Counting Comments: Why I didn’t use COUNT(*)

October 3rd, 2008

When developing this blog, one decision I had to make was how I wanted to retrieve the number of comments per post to be displayed on the blog index page. This is a specific example, but this is an issue that is raised in many web applications, whenever you need to display how many sub-elements there are per item (eg. threads per forum, replies per message, posts per category, etc.). It’s also an example where conventional wisdom is wrong.

For the sake of this article, let’s say our tables look like this:


posts
---------------
id INT
title VARCHAR
body TEXT

comments
---------------
id INT
post_id INT
comment TEXT

The obvious answer is to query the posts table for the post data, join the comments table and count the comments where the post_id matches. Well, that will get you your answer…eventually. Aggregate functions in MySQL, especially COUNT(*) work very well when you’re only returning the COUNT(*) value, and when you’re only querying one MyISAM table. If you’re querying multiple tables, or using InnoDB tables then you will run into some pretty nasty performance issues. So, in this case, it’s not the best approach.

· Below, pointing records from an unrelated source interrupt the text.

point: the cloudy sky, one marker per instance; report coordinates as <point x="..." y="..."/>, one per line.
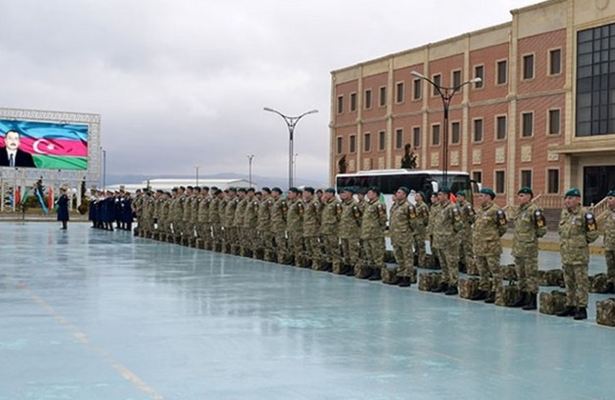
<point x="181" y="83"/>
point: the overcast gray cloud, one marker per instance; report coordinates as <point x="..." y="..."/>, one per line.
<point x="183" y="82"/>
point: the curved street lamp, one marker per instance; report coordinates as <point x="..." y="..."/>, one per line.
<point x="291" y="122"/>
<point x="447" y="94"/>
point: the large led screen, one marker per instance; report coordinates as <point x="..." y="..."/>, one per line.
<point x="46" y="145"/>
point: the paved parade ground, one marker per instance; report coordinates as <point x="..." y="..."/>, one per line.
<point x="90" y="314"/>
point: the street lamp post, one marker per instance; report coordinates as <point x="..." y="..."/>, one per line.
<point x="447" y="94"/>
<point x="250" y="158"/>
<point x="291" y="122"/>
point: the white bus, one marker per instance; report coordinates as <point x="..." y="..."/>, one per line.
<point x="389" y="180"/>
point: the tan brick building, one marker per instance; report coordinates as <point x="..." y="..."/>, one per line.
<point x="544" y="114"/>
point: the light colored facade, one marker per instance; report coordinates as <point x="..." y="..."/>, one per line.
<point x="522" y="125"/>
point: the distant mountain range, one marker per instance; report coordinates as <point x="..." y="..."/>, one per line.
<point x="259" y="181"/>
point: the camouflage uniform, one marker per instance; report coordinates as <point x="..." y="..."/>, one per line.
<point x="528" y="228"/>
<point x="373" y="225"/>
<point x="330" y="218"/>
<point x="279" y="212"/>
<point x="350" y="234"/>
<point x="447" y="225"/>
<point x="486" y="235"/>
<point x="311" y="227"/>
<point x="294" y="228"/>
<point x="419" y="228"/>
<point x="575" y="236"/>
<point x="401" y="229"/>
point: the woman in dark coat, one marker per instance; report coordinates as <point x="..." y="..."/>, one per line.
<point x="62" y="203"/>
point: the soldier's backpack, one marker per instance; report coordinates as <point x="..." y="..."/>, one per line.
<point x="599" y="283"/>
<point x="468" y="288"/>
<point x="429" y="281"/>
<point x="605" y="312"/>
<point x="552" y="303"/>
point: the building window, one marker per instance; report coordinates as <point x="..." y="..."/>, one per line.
<point x="479" y="72"/>
<point x="416" y="136"/>
<point x="435" y="135"/>
<point x="437" y="79"/>
<point x="353" y="102"/>
<point x="500" y="127"/>
<point x="501" y="75"/>
<point x="555" y="62"/>
<point x="554" y="122"/>
<point x="418" y="84"/>
<point x="478" y="130"/>
<point x="383" y="96"/>
<point x="553" y="181"/>
<point x="526" y="178"/>
<point x="528" y="66"/>
<point x="596" y="81"/>
<point x="456" y="79"/>
<point x="399" y="138"/>
<point x="455" y="132"/>
<point x="368" y="99"/>
<point x="500" y="181"/>
<point x="381" y="140"/>
<point x="527" y="124"/>
<point x="399" y="92"/>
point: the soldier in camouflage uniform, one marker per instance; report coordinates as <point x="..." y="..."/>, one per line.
<point x="330" y="218"/>
<point x="349" y="232"/>
<point x="373" y="225"/>
<point x="466" y="251"/>
<point x="250" y="223"/>
<point x="489" y="227"/>
<point x="608" y="223"/>
<point x="279" y="211"/>
<point x="403" y="215"/>
<point x="577" y="228"/>
<point x="447" y="225"/>
<point x="419" y="229"/>
<point x="294" y="227"/>
<point x="529" y="222"/>
<point x="311" y="229"/>
<point x="264" y="236"/>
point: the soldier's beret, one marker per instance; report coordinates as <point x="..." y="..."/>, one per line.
<point x="526" y="190"/>
<point x="489" y="192"/>
<point x="573" y="192"/>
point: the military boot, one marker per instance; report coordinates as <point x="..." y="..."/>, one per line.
<point x="491" y="298"/>
<point x="531" y="301"/>
<point x="569" y="311"/>
<point x="581" y="313"/>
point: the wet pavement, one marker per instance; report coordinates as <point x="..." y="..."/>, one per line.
<point x="97" y="315"/>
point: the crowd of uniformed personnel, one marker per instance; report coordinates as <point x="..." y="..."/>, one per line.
<point x="346" y="235"/>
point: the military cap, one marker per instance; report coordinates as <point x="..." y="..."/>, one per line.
<point x="526" y="190"/>
<point x="488" y="191"/>
<point x="573" y="192"/>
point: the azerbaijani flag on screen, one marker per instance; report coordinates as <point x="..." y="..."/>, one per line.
<point x="52" y="145"/>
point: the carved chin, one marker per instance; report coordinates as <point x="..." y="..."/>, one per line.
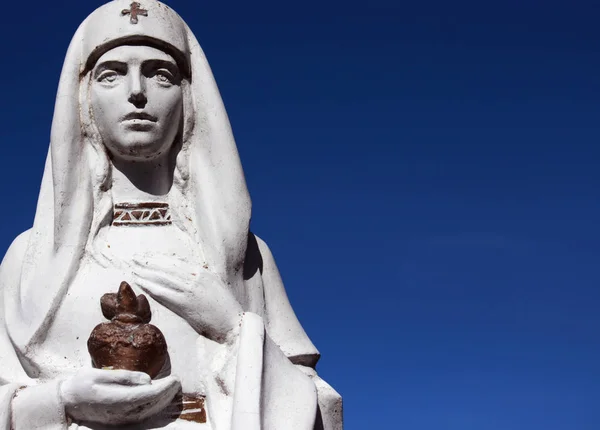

“Well then,” you say, “why don’t we just query for post data, then run our results through a loop to query for the comment counts?” Well, you could do that, but it’s not a solution that scales well. Let’s pretend for the moment that we’re not using caching in anyway, and let’s assume there are ten posts per page. That means in order to get the comment count for each post we would have to run one query to get our post data, and 10 subsequent COUNT(*) queries on the comments table to get the comment counts for each post. That’s 11 queries in total, which is hardly an efficient use of our resources. It means that each time the page loads we’re making 11 queries just for our post results ? on a high traffic site that’s a huge drain on our MySQL server.

In an ideal world, we’d like to make one query, on one table, and get our results. No complicated joins, aggregate functions, or excessive querying. This can be achieved very simply by setting up our data in a way that makes sense for us to retrieve it. What if our posts table looked like this:


posts
---------------
id INT
title VARCHAR
body TEXT
comment_count INT

Well, if the comment count was part of the posts table then a simple query to the posts table would get us all the information we need wouldn’t it? How can this be achieved? When comments are stored to the database all we need to do, in addition to inserting our comment data is to simply increment the value in the comment_count column in the posts table. This means an extra query is involved in adding a comment, but MySQL handles SET column_name = column_name + 1 very quickly and efficiently, and we make this additional query just once when the comment is written, but we reap the savings on every page load.

So, yes, we are storing a little extra data, and making an extra query, but storage space is cheap, and the savings on the reads are greater than the costs on the writes.

Next time you’re faced with a similar scenario, look at how you can structure your tables to make your reads easier because in the real world while writing the a the fanciest query conceivable may be gratifying, but it just doesn’t scale.